I hope your difficulties are only temporary and please know that you have a French friend wishing you well half-way accross the globe. Thank you for sharing your talent.
Adiver chapter 1 . 11/29/2009
brilliant... Please keep updating, please!
Mac chapter 1 . 11/20/2009
Awesome, intense and the way that you write it just WOW I cannot explain it. That was poetic and heart wrenching, and you are right I will not say 'more please' but you do have a way with words that makes me want more I will look for more of your writing.
sbz chapter 1 . 11/18/2009
I was so very tempted to read this last night when the alert arrived. But it was 3 am and at *least* an hour and a half past the time I definitely should have been in bed. So I had to wait.

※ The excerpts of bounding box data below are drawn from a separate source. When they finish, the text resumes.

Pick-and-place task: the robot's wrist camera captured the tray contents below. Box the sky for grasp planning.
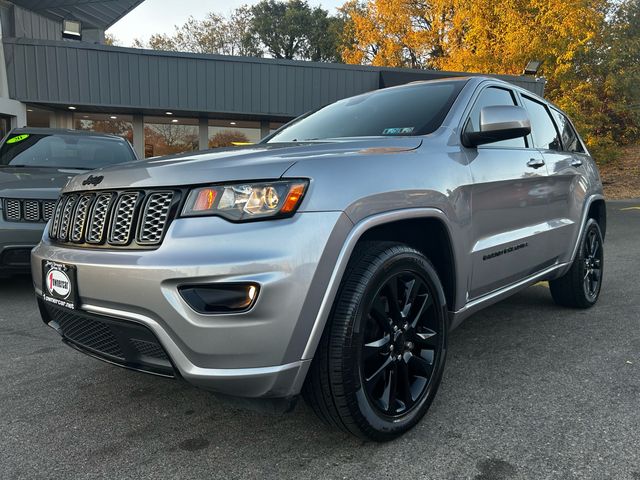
[107,0,344,47]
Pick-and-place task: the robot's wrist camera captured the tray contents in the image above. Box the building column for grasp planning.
[198,117,209,150]
[260,120,271,138]
[50,110,73,130]
[133,115,144,159]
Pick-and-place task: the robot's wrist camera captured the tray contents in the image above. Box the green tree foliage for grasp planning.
[250,0,342,61]
[134,0,344,62]
[341,0,640,161]
[134,6,261,56]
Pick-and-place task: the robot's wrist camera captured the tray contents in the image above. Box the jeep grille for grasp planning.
[49,190,181,248]
[0,198,56,223]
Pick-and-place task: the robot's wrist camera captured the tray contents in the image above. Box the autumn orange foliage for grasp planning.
[341,0,620,158]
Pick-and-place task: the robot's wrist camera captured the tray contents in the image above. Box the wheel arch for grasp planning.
[302,208,458,360]
[587,198,607,240]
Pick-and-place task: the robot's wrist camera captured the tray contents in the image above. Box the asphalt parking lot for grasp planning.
[0,201,640,480]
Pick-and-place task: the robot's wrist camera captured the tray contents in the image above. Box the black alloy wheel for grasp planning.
[361,271,443,417]
[549,218,604,308]
[583,228,603,301]
[303,241,448,441]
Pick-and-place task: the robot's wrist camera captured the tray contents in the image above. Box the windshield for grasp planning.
[267,81,464,143]
[0,133,135,170]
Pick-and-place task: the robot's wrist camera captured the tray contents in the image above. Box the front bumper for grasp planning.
[32,212,352,397]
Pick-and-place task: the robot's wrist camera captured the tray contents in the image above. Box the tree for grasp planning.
[342,0,640,159]
[133,0,344,62]
[340,0,454,68]
[209,130,249,148]
[250,0,341,61]
[134,6,261,56]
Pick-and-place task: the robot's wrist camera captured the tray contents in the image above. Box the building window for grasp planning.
[73,113,133,144]
[144,116,199,158]
[26,106,51,128]
[209,120,261,148]
[269,122,286,133]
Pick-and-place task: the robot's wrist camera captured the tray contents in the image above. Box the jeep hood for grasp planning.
[0,166,86,200]
[65,137,422,192]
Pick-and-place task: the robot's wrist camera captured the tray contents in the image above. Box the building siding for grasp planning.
[4,39,544,118]
[13,5,62,40]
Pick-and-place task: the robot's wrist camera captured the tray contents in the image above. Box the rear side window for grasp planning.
[465,87,526,148]
[267,81,465,143]
[522,96,562,151]
[551,108,584,153]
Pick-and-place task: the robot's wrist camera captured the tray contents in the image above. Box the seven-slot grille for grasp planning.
[2,198,56,223]
[49,191,179,247]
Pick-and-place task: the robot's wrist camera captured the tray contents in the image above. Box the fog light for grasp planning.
[178,283,258,314]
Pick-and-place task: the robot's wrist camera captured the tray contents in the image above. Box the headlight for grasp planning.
[182,180,309,222]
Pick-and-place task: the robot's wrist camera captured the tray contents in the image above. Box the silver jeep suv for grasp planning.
[32,77,606,441]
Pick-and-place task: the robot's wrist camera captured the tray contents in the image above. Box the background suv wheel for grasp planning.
[304,242,448,441]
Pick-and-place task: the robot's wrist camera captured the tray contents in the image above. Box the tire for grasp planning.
[549,218,604,308]
[303,242,448,442]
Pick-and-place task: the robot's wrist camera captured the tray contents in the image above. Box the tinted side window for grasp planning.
[465,87,525,148]
[522,96,562,151]
[551,109,584,153]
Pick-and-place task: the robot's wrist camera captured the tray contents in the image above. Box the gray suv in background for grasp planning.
[32,77,606,441]
[0,128,136,277]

But it was definitely worth it. Happy fluffy roses and rainbows it may not be, but I've always had an... affinity... for angst and gritty realism in writing over the saccahrine, rose-tinted glasses view. Especially with this subject matter when the everything's great stance would just cheapen the entire thing (which is, as you know, why I'm pulling out the pitchforks over season 7 so far - sweeping it under the rug does *such* a disservice to the character and indeed the whole issue).

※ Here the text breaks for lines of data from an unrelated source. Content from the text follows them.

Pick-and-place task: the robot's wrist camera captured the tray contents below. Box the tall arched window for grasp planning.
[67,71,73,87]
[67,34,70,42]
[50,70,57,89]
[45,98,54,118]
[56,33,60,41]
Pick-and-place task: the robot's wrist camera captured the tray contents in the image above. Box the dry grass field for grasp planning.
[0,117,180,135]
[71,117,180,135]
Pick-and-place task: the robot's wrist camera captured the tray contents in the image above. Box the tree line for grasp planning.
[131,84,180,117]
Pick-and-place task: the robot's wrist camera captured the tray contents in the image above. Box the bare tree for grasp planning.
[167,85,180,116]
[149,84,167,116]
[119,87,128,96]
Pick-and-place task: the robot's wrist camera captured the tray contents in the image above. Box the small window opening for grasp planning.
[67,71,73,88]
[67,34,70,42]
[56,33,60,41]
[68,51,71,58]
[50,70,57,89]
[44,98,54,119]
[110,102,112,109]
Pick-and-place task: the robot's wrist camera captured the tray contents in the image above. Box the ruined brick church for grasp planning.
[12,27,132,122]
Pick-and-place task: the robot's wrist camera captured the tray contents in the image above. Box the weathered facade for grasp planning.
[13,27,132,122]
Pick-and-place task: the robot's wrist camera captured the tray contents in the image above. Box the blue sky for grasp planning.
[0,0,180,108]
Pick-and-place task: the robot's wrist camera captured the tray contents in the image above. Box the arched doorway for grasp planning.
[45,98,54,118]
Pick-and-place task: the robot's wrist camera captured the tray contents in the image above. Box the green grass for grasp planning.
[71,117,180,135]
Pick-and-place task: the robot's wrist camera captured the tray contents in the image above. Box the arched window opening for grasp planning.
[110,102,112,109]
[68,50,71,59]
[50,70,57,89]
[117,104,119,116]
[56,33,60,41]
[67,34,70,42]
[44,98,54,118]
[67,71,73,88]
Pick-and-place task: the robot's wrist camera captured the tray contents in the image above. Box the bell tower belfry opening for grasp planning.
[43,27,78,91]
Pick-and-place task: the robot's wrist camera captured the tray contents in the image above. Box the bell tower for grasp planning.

Oh, and having just finished a research paper for a class, I can add further clarity to why I tend to dislike present tense. For me, present tenseacademic work.

Anyway, great piece of writing.
Gianne chapter 1 . 11/18/2009
Wow. It's like poetry, the way you write. I especially like - wait, I can't find the right word in English - how you express a feeling by comparing it to something that literally has nothing to do with it (I hope you know what I mean). And the atmosphere really caught me, that was really pretty. Thank you for writing this :)
wildpeace chapter 1 . 11/18/2009
You know how I feel about this, so I won't write it all again here. I just know how much any review - even the ding in the email showing you have a review - can make things seem a tad brighter. So I wanted to give you a ding. It *is* beautiful writing, even as it's dark and angry and REAL.

On top of the line I said before, I also really feel this: 'She sometimes doubts that anything worth saving will remain once the flames die and the smoke clears'.

beachchick4 chapter 1 . 11/18/2009
omg! this is so good! you're an amazing writer! i luv this story!